Lone leisure time is my greatest opportunity for distraction. My best strategy has been to leave a good book on the couch to remind me that I have good options available.

3. Hack back at external triggers

If you’re looking for act-as-you-read-it advice, this comprehensive section will not disappoint. Separately addressing work interruptions, email, group chat, meetings, your smartphone, your desktop, online articles and feeds, Nir offers practical solutions to help tech-lovers operate more intentionally. Some of my favourite quick wins:

  • Interruptions: Physical signals of deep work blocks to ensure those in your space don’t disturb your focus (I loved his wife’s concentration crown!).
  • Email: Office hours for non-urgent enquiries – template a response explaining the sender can schedule a 15-minute call if the matter is still important during your next reoccurring window for such things (e.g. Thursdays 4:30 – 5pm)
  • Group chat: Avoid the ‘thinking out loud’ effect by asking colleagues to document their thoughts on more complex topics separately and chime in once they’ve come to a conclusion
  • Meetings: Like chat meetings aren’t for outsourcing the hard work of thinking. A brief written digest circulated advance ensures the work has at least started and gets everyone on the same page quicker.
  • Smartphone: Check your settings for new notification and screen time options – there may be a more nuanced combination available since you last looked.
  • Online articles: Sharing interesting URLs with an app like Pocket can ensure you’re saving articles to explore at the right time (ad-free), without tempting yourself with a collection of open tabs.  
  • Feeds: There are a range of newsfeed eliminators available as in-browser extensions that can allow you to visit pages you want without being distracted by a never-ending feed.
I updated my downtime settings to keep me out of social apps at certain times.
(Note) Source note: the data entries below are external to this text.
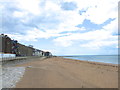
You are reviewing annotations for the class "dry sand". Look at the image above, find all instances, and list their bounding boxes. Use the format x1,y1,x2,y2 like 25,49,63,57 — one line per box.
16,57,118,88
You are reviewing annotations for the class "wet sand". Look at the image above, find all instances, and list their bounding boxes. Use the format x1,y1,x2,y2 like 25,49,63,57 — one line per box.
16,57,118,88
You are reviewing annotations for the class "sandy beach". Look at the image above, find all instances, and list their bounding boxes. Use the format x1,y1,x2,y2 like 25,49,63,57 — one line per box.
9,57,118,88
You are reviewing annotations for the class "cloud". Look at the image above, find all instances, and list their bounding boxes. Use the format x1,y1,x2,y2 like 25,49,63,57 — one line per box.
54,19,118,48
61,2,77,10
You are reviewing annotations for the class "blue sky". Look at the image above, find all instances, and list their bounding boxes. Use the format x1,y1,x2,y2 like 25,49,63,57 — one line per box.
0,0,119,55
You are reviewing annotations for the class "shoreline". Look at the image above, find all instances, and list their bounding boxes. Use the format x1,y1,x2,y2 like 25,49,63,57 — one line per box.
15,57,118,88
61,56,119,66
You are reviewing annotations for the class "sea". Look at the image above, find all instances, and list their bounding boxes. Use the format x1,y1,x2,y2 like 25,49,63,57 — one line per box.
63,55,120,64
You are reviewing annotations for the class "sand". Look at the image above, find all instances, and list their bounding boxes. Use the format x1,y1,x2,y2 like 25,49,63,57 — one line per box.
16,57,118,88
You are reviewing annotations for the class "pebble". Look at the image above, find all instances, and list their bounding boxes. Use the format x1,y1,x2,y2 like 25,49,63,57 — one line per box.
2,67,25,88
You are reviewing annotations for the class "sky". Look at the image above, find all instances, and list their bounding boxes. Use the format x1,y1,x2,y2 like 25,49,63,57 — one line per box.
0,0,119,55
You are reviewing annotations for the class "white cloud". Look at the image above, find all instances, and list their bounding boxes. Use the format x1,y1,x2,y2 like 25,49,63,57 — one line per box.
16,0,41,15
54,20,118,48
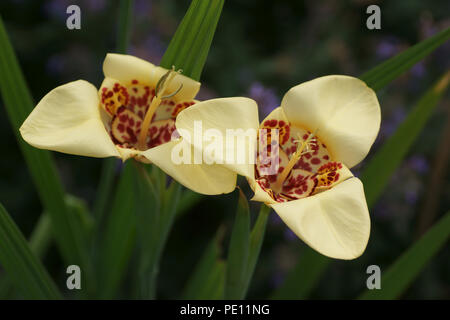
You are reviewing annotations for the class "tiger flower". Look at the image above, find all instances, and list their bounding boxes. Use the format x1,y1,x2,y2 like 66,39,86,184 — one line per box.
20,54,240,194
182,75,381,260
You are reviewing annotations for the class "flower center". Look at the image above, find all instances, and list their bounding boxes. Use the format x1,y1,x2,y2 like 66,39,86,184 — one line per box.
100,69,195,154
138,66,183,150
256,115,352,202
273,133,314,192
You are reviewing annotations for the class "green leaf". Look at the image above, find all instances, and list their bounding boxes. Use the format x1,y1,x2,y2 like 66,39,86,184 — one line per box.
243,204,270,297
274,43,450,298
161,0,224,81
93,0,134,224
361,27,450,91
225,190,250,300
135,164,181,299
271,246,331,300
359,212,450,300
177,189,205,218
361,72,450,207
29,212,52,258
98,161,136,299
0,13,91,282
181,229,225,300
0,204,61,299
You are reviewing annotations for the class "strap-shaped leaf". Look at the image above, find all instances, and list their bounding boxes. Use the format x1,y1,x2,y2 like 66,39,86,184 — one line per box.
98,162,136,299
243,205,270,297
0,204,61,299
271,246,330,300
359,212,450,300
225,190,250,300
0,17,91,283
361,72,450,207
181,229,225,300
161,0,224,80
361,27,450,91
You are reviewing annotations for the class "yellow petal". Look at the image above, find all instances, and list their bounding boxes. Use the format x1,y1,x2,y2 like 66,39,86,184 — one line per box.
20,80,119,158
175,97,259,179
103,53,200,101
281,75,381,168
141,139,237,195
270,178,370,260
247,179,277,204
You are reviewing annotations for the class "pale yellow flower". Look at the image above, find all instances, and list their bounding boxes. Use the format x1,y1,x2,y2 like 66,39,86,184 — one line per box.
20,54,240,194
178,75,381,259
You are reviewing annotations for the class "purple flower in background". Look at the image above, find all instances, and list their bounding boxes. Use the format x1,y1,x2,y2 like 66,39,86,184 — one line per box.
46,54,64,75
379,107,406,139
134,0,152,18
247,82,280,120
405,189,418,205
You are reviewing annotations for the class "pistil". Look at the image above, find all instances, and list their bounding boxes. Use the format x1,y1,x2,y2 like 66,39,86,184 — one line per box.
138,66,183,150
272,132,315,193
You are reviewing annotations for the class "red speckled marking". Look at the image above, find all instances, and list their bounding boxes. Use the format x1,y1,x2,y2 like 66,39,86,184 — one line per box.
256,112,349,202
261,119,290,145
100,80,195,149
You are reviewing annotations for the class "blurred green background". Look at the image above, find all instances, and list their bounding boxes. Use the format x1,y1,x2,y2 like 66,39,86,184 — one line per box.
0,0,450,299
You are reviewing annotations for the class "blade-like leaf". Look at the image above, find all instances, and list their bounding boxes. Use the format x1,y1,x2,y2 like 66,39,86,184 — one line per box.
359,212,450,300
93,0,134,224
271,246,330,300
98,162,136,299
161,0,224,80
273,73,449,299
181,229,225,300
361,27,450,91
0,204,61,299
135,165,181,299
225,190,250,300
361,73,450,207
243,205,270,297
0,17,90,282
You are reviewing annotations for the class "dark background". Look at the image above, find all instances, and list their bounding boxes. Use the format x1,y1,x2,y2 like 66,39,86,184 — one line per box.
0,0,450,299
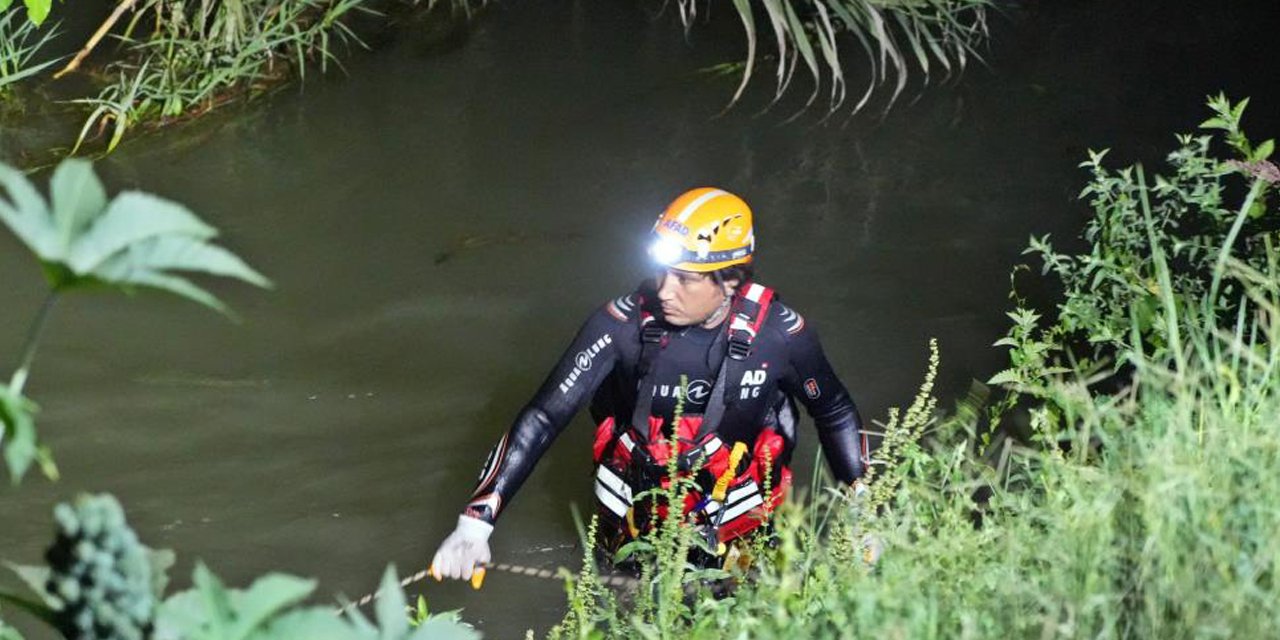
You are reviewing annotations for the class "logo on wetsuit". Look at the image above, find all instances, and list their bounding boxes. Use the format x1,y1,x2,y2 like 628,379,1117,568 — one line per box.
653,380,712,404
737,369,769,399
561,334,613,396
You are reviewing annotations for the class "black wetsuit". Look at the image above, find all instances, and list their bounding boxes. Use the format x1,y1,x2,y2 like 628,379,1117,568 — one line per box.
463,289,867,524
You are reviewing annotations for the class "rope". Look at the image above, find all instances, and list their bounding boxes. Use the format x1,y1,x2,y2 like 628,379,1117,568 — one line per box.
335,562,639,616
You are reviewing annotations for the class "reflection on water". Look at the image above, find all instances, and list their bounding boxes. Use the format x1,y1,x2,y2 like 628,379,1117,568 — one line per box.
0,0,1280,637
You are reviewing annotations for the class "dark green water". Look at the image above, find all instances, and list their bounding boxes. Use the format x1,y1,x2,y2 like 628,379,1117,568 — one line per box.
0,0,1280,637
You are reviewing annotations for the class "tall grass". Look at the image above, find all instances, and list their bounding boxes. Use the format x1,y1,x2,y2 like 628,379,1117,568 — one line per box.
0,8,58,100
677,0,991,113
76,0,367,151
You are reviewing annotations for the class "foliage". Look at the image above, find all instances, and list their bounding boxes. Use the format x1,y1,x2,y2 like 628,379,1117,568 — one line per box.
76,0,365,151
45,494,156,640
991,96,1280,390
0,494,480,640
555,96,1280,639
0,159,270,312
678,0,991,111
0,618,22,640
0,7,58,99
0,0,54,27
0,159,270,483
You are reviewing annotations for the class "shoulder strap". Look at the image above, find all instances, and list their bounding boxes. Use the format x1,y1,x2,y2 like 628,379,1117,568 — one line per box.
631,296,667,440
698,283,773,440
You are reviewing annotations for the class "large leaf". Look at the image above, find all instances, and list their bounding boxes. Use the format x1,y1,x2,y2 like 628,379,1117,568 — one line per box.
93,236,271,287
67,191,218,275
112,271,230,315
0,159,271,317
49,159,106,256
0,163,59,260
251,608,369,640
155,563,322,640
228,573,314,640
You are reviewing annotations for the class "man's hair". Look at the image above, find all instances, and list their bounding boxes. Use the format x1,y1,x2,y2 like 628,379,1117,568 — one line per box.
712,264,755,287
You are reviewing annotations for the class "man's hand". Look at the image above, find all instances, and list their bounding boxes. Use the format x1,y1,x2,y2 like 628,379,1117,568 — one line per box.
431,516,493,580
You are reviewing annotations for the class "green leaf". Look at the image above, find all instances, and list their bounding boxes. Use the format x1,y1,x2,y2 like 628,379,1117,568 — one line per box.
0,591,55,625
0,614,22,640
118,271,234,317
250,608,360,640
0,163,58,260
374,564,408,640
228,573,317,640
1253,138,1276,163
1201,118,1231,129
5,562,55,609
93,236,271,288
147,549,178,602
49,157,106,255
0,384,38,484
406,616,480,640
67,191,218,275
24,0,54,27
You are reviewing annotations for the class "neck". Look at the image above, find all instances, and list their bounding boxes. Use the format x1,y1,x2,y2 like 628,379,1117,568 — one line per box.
701,296,733,329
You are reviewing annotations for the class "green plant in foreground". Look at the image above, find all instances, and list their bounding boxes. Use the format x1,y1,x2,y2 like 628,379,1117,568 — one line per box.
991,95,1280,409
0,159,270,483
0,494,480,640
0,0,54,27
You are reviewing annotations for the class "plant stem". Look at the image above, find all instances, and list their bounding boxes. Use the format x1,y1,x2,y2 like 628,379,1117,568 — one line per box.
1138,165,1187,374
9,291,58,396
1204,178,1266,318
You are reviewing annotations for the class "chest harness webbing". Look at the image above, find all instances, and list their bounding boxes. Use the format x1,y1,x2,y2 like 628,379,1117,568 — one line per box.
631,283,773,453
595,283,790,547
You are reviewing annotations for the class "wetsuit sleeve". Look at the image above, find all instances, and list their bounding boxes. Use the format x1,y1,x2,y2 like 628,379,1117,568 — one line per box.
776,303,868,484
462,304,628,524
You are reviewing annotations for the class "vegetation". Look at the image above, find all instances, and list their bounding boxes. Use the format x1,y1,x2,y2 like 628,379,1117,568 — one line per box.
0,7,58,101
0,0,989,154
0,160,270,484
72,0,365,152
553,97,1280,637
0,160,477,640
0,0,54,27
701,0,991,113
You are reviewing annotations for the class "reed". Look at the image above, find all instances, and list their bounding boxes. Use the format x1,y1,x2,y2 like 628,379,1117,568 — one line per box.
677,0,991,113
73,0,369,152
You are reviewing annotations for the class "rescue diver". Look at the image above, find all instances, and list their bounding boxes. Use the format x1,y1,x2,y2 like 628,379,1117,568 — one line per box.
431,188,868,580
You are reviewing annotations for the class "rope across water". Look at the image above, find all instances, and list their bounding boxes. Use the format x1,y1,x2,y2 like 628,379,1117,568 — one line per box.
337,562,639,614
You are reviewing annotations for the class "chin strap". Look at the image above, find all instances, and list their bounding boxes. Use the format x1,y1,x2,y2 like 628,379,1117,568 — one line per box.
698,294,733,329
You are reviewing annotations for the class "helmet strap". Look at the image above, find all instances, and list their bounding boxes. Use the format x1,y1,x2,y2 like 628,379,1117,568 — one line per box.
698,283,736,329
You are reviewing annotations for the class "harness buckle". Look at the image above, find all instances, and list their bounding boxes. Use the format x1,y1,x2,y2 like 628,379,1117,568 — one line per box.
640,323,667,344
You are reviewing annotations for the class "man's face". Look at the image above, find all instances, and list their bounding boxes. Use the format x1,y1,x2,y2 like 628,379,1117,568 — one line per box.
654,269,724,326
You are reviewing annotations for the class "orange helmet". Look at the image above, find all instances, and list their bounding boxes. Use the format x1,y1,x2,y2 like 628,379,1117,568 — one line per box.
649,187,755,273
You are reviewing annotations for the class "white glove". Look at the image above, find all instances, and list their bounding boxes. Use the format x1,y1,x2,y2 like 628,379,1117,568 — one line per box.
431,516,493,580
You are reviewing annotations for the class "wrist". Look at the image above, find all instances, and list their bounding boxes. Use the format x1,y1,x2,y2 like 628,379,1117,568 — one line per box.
457,515,493,541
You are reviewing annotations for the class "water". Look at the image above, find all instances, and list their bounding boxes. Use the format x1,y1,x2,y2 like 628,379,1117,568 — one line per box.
0,1,1280,637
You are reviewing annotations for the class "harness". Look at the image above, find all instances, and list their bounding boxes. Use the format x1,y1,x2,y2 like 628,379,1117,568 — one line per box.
593,283,791,548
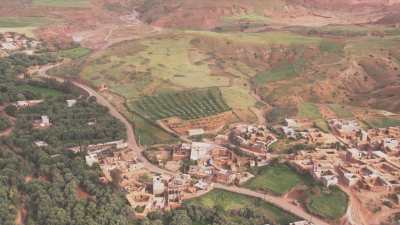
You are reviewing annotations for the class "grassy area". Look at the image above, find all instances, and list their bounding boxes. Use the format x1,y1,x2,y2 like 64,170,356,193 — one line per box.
32,0,90,7
57,47,92,59
0,17,52,28
130,88,230,120
17,84,63,98
224,13,269,23
0,117,11,132
328,104,354,118
319,39,344,54
81,34,229,99
187,190,298,224
306,188,348,219
254,59,305,85
221,86,257,109
298,102,322,120
365,117,400,128
297,102,329,132
244,164,302,195
125,109,178,146
185,31,321,45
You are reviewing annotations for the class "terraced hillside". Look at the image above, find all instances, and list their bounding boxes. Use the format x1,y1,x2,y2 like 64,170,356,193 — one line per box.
131,88,230,120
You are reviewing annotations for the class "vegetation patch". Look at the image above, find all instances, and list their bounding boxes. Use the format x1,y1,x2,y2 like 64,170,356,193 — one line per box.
298,102,329,132
0,17,51,28
365,117,400,128
16,84,63,98
254,60,304,85
57,47,92,59
244,164,303,195
319,39,344,54
32,0,90,7
126,112,179,146
221,87,257,109
131,88,230,120
328,104,354,118
0,117,11,132
186,189,298,224
306,187,348,220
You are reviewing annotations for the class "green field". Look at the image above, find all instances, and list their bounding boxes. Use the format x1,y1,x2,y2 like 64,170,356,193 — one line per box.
244,164,302,195
186,189,298,224
306,188,348,219
365,117,400,128
17,84,63,98
127,113,178,146
32,0,90,7
185,31,321,45
298,102,329,132
0,116,11,132
221,86,257,109
254,59,305,85
130,88,230,120
57,47,91,59
81,34,229,99
328,104,354,118
0,17,52,28
0,17,59,37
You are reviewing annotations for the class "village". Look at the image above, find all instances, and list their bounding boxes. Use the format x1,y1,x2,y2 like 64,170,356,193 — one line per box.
0,33,400,225
66,111,400,224
0,32,41,57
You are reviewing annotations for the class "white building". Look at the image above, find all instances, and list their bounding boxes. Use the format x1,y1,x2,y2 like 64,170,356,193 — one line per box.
188,129,204,137
321,175,339,187
153,176,165,195
40,115,51,127
190,142,214,161
85,154,99,166
343,173,360,187
35,141,49,148
289,220,314,225
67,99,77,107
347,148,363,160
383,138,400,151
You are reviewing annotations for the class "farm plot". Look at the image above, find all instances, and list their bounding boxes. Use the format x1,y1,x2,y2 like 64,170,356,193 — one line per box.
186,189,299,224
131,88,230,120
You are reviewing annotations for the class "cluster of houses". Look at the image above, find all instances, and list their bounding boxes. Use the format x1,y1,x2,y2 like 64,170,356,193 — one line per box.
229,124,278,157
0,32,41,57
16,99,77,148
86,143,210,218
159,111,233,136
289,119,400,214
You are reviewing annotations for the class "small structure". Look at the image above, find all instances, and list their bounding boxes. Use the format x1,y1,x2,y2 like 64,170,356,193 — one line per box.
35,141,49,148
40,115,51,127
289,220,315,225
188,129,205,137
153,176,165,195
190,142,214,161
67,99,77,108
13,99,43,108
85,154,99,166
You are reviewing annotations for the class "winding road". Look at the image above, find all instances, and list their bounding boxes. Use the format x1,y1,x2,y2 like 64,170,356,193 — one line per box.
37,64,329,225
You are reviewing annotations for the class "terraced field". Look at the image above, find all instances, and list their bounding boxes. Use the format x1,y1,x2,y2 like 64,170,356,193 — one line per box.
131,88,230,120
32,0,89,7
186,189,298,224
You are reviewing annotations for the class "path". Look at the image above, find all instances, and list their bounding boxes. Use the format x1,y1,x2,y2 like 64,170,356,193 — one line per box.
38,62,329,225
338,185,368,225
214,184,329,225
38,63,176,176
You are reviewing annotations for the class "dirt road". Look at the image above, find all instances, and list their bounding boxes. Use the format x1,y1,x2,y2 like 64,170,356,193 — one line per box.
38,64,176,176
38,63,329,225
214,184,329,225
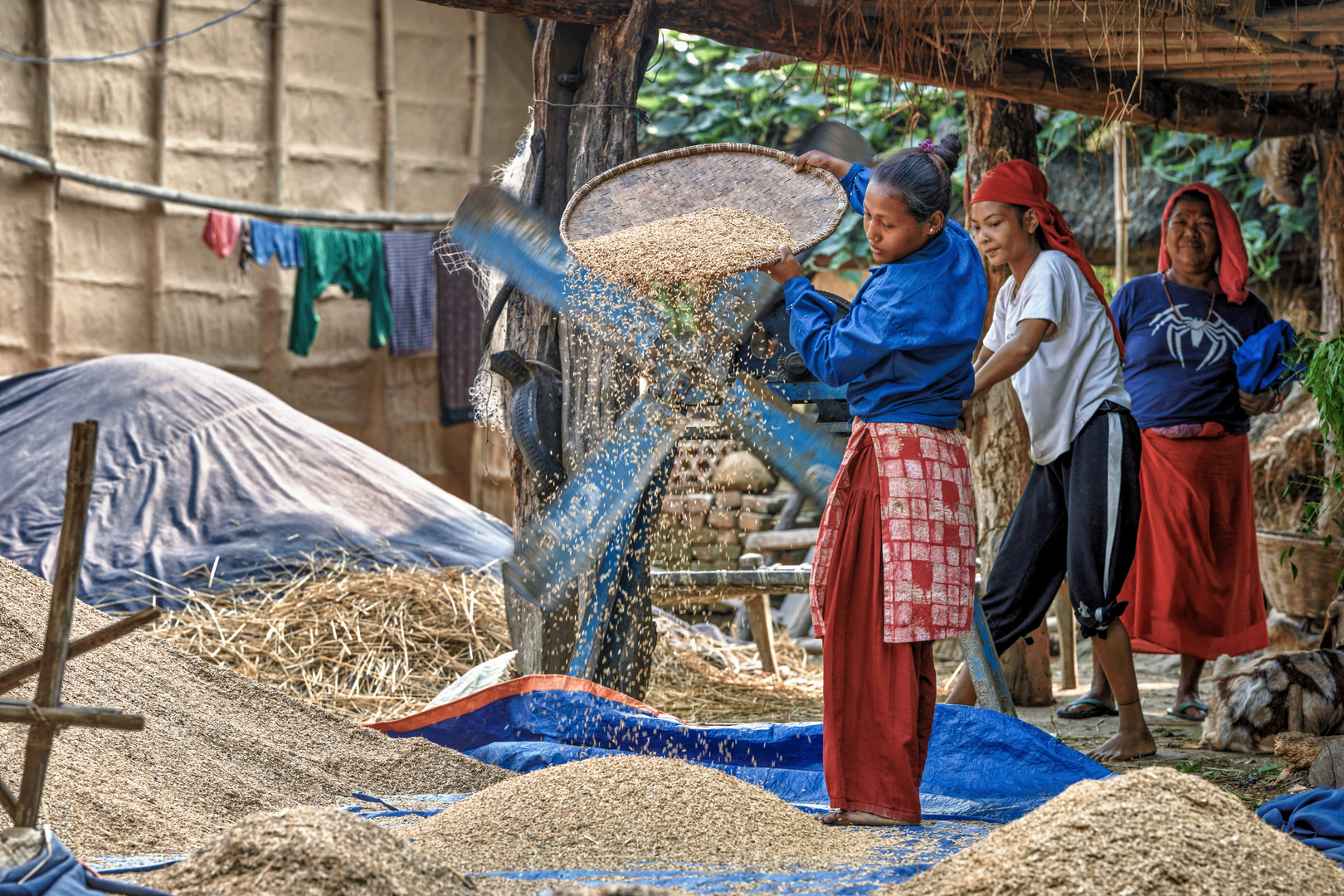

I still occasionally choose to override them, but I've enjoyed having an extra reminder to be intentional about it. Setting app limits has also improved my perception of how much time I spend on certain apps, and reflect on their highest-values uses. 
I've started using Pocket for saving online articles, and it's helped me cut back on those open tabs and keep focused. I was hoping the readback function would be a little easier to listen to; while there are a huge range of voice and accent options, the robotic phrasing is still a bit jarring. I've still found it useful as a bookshelf for collecting articles to read at the right time. 
News Feed Eradicator looks great in my browser, but unfortunately socials are most likely to tempt me on my iPhone, where there doesn't seem to be an equivalent app yet.

Becoming Indistractable

Indistractable reinforced findings and advice I’ve come across elsewhere as a time management researcher, and shares new ideas and approaches. It was truly refreshing to read strategies that support concentration alongside technology use, rather than suggesting abstinence. I encourage you to check out how you can put it to action in your own life.